FMP
Sep 17, 2024(Last modified: Sep 18, 2024)
Barclays analysts upgraded Entergy (NYSE:ETR) to Overweight from Equalweight, raising their price target on the stock to $138 from $115.
The upgrade is driven by a combination of favorable regulatory developments and improved storm resilience efforts by the company. Entergy recently reached key settlements, including with the Louisiana Public Service Commission and the System Energy Resources, which have reduced regulatory risks. The analysts also highlighted Entergy’s strong long-term earnings growth potential, with a projected 6-8% compound annual growth rate (CAGR), making it undervalued compared to other vertically integrated utilities like Southern Company, Duke Energy, and American Electric Power.

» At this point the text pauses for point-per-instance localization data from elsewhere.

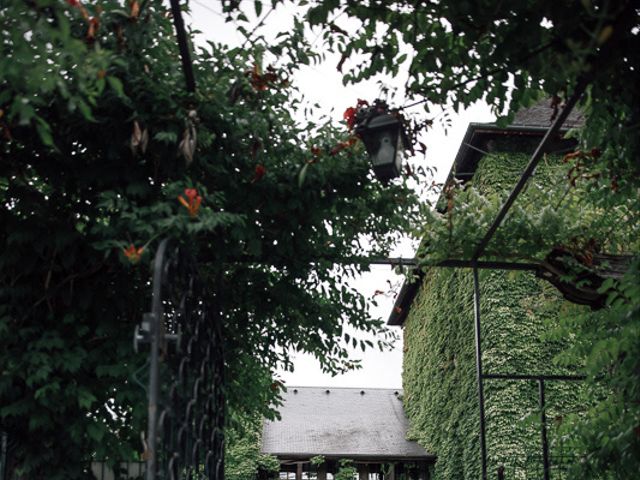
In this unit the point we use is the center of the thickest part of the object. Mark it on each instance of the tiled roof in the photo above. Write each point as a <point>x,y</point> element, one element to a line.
<point>541,115</point>
<point>341,422</point>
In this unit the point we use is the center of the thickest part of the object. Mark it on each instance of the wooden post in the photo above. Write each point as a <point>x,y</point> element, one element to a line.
<point>392,472</point>
<point>322,471</point>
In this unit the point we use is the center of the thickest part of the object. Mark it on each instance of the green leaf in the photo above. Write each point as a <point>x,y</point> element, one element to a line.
<point>116,84</point>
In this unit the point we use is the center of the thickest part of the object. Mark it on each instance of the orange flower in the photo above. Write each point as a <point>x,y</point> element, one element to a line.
<point>132,253</point>
<point>192,202</point>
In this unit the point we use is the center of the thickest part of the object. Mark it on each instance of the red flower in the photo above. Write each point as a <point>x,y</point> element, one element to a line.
<point>192,202</point>
<point>132,253</point>
<point>260,171</point>
<point>342,145</point>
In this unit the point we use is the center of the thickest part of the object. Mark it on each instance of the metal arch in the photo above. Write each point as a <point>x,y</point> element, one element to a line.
<point>186,403</point>
<point>480,375</point>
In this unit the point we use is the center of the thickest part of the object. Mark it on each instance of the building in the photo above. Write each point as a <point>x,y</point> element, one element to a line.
<point>436,313</point>
<point>320,427</point>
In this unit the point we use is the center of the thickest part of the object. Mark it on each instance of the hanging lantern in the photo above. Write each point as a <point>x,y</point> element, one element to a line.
<point>384,138</point>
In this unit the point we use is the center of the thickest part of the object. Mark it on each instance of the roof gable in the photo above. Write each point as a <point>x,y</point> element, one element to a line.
<point>341,422</point>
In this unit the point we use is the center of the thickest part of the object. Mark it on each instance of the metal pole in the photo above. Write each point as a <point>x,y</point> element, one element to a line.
<point>3,455</point>
<point>479,375</point>
<point>154,369</point>
<point>543,432</point>
<point>183,45</point>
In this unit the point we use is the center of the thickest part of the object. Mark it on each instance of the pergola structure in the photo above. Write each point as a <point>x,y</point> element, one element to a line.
<point>319,427</point>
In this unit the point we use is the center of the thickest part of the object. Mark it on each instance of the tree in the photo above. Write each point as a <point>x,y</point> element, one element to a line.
<point>510,55</point>
<point>104,153</point>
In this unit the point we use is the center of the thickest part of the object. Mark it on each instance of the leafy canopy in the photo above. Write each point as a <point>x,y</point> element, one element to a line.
<point>99,139</point>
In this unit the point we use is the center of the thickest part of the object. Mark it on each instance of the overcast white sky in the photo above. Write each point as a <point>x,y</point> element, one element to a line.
<point>322,84</point>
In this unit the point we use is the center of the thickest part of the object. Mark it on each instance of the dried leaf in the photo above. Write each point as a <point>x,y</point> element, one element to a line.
<point>136,138</point>
<point>187,146</point>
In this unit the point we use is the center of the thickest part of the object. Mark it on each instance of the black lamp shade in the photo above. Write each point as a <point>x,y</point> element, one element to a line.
<point>382,138</point>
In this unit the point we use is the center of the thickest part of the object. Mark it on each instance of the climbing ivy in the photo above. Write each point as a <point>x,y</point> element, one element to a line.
<point>243,459</point>
<point>439,365</point>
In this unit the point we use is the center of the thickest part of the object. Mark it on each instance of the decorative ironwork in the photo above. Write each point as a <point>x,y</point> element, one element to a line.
<point>186,402</point>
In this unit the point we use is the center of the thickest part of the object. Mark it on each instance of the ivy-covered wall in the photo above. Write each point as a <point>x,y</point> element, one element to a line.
<point>439,373</point>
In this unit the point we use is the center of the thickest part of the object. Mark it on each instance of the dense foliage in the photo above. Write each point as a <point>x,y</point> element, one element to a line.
<point>439,367</point>
<point>103,153</point>
<point>243,459</point>
<point>506,54</point>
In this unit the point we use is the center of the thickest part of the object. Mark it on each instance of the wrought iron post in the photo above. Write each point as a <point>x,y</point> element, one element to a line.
<point>186,402</point>
<point>479,374</point>
<point>3,455</point>
<point>543,431</point>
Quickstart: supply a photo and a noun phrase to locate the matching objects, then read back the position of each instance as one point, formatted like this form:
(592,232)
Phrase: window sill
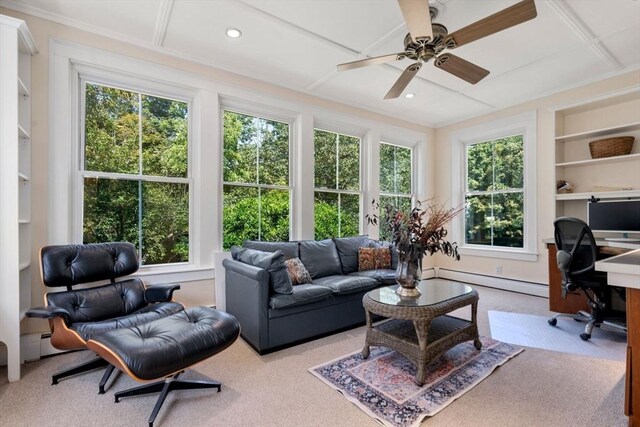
(518,255)
(157,274)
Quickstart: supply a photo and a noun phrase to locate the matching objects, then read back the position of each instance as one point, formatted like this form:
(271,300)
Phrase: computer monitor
(614,216)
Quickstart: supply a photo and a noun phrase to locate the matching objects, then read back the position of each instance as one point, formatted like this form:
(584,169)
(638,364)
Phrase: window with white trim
(256,184)
(494,177)
(494,193)
(337,185)
(396,181)
(134,174)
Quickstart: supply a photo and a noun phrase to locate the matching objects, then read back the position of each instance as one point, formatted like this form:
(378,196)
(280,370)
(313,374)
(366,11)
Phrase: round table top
(432,292)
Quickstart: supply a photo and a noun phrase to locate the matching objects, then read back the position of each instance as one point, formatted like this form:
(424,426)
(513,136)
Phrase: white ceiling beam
(584,32)
(162,22)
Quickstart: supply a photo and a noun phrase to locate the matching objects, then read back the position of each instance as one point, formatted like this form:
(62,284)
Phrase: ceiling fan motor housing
(425,48)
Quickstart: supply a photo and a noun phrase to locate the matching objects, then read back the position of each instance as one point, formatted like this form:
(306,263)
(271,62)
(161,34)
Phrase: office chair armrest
(48,313)
(160,293)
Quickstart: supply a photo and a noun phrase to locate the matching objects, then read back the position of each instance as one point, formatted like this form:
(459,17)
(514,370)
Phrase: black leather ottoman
(164,348)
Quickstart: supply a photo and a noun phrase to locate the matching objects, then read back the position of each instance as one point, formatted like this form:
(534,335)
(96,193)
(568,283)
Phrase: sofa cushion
(289,249)
(298,274)
(320,257)
(302,294)
(345,285)
(383,276)
(348,251)
(392,248)
(374,258)
(273,262)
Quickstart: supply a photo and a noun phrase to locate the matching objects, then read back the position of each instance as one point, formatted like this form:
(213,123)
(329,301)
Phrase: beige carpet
(537,388)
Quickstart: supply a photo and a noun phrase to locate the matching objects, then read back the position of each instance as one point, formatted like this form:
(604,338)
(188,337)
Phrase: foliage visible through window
(494,194)
(337,185)
(256,179)
(135,174)
(395,182)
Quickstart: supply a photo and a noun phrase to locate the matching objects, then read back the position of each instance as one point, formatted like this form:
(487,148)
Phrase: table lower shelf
(444,332)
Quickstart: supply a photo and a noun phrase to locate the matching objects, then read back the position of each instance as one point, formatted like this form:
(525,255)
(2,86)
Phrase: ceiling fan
(427,39)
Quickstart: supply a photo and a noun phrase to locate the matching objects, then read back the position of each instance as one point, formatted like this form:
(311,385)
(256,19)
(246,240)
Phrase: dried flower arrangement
(419,232)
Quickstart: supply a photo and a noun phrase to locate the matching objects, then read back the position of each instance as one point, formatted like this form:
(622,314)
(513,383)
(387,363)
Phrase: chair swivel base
(90,365)
(592,322)
(164,387)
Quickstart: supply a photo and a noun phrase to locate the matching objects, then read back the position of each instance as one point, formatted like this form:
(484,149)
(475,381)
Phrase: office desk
(575,302)
(624,270)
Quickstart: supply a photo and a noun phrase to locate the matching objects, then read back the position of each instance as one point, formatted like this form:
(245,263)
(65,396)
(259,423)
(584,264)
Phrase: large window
(396,183)
(494,177)
(337,185)
(135,174)
(256,187)
(494,196)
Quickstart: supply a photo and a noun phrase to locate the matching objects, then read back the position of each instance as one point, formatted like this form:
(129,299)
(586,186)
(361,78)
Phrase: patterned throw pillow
(373,258)
(297,272)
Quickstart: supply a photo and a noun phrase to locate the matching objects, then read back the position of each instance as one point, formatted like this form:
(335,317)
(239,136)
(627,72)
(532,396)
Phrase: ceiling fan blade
(417,17)
(403,80)
(461,68)
(371,61)
(514,15)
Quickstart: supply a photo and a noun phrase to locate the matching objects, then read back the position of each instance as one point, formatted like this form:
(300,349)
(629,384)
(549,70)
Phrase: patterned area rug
(383,386)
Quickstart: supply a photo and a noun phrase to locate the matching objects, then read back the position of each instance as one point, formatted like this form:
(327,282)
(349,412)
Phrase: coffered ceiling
(298,43)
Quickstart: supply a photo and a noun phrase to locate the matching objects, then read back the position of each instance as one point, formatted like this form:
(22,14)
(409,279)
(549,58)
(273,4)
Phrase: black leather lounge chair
(162,349)
(77,315)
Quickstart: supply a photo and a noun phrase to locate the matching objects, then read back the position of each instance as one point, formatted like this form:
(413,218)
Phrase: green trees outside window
(396,181)
(135,172)
(337,185)
(495,193)
(256,190)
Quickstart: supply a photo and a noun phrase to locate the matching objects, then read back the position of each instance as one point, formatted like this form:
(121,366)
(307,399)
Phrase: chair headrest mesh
(69,265)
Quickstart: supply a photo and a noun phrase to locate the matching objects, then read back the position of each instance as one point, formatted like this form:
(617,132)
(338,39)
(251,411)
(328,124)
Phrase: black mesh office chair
(576,257)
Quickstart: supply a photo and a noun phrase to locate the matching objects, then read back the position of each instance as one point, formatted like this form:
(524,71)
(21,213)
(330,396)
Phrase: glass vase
(408,277)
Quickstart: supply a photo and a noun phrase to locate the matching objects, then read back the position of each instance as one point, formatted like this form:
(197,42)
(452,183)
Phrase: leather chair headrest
(69,265)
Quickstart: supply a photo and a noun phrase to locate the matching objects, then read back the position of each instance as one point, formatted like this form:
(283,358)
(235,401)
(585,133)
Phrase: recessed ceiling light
(234,33)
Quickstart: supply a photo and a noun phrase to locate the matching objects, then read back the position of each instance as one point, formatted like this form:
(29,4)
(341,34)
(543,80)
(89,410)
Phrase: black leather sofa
(332,302)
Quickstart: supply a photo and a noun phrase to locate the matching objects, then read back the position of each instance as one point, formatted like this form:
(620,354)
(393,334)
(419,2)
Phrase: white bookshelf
(616,114)
(16,48)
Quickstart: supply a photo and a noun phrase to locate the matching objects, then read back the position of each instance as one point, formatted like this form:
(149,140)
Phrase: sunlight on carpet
(383,387)
(534,331)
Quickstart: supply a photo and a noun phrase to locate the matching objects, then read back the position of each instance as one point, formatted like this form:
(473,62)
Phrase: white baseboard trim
(32,347)
(530,288)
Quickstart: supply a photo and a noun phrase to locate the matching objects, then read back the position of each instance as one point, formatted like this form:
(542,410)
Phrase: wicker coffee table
(419,328)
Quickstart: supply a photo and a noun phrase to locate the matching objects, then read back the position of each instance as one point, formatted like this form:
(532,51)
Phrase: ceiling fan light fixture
(234,33)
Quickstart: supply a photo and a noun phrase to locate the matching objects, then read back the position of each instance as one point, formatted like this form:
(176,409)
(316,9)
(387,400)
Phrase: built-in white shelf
(622,194)
(612,159)
(22,88)
(628,127)
(23,132)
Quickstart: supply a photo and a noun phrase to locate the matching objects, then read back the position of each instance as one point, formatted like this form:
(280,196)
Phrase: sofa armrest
(160,293)
(48,313)
(247,295)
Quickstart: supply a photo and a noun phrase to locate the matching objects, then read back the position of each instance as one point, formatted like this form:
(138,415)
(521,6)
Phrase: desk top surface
(622,270)
(603,243)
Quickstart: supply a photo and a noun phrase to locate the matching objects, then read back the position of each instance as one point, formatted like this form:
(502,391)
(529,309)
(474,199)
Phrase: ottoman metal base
(164,387)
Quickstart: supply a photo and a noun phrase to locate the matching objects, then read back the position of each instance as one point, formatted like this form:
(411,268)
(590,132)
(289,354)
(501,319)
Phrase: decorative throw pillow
(298,273)
(373,258)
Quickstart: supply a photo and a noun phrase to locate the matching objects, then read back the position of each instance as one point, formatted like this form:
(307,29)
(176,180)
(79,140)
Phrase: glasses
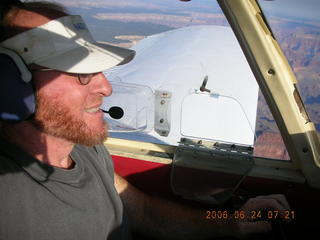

In addition to regulatory improvements, the analysts noted that Entergy is demonstrating the effectiveness of its resiliency investments, particularly with successful recovery efforts following Hurricane Francine. This focus on storm resilience, coupled with industrial growth and well-managed rate risks across its operating companies, positions Entergy for further growth. The analysts believe that Entergy’s current 5% discount compared to its large-cap electric utility peers could shift toward a premium as the company continues to strengthen its balance sheet and execute on its growth strategies heading into 2025.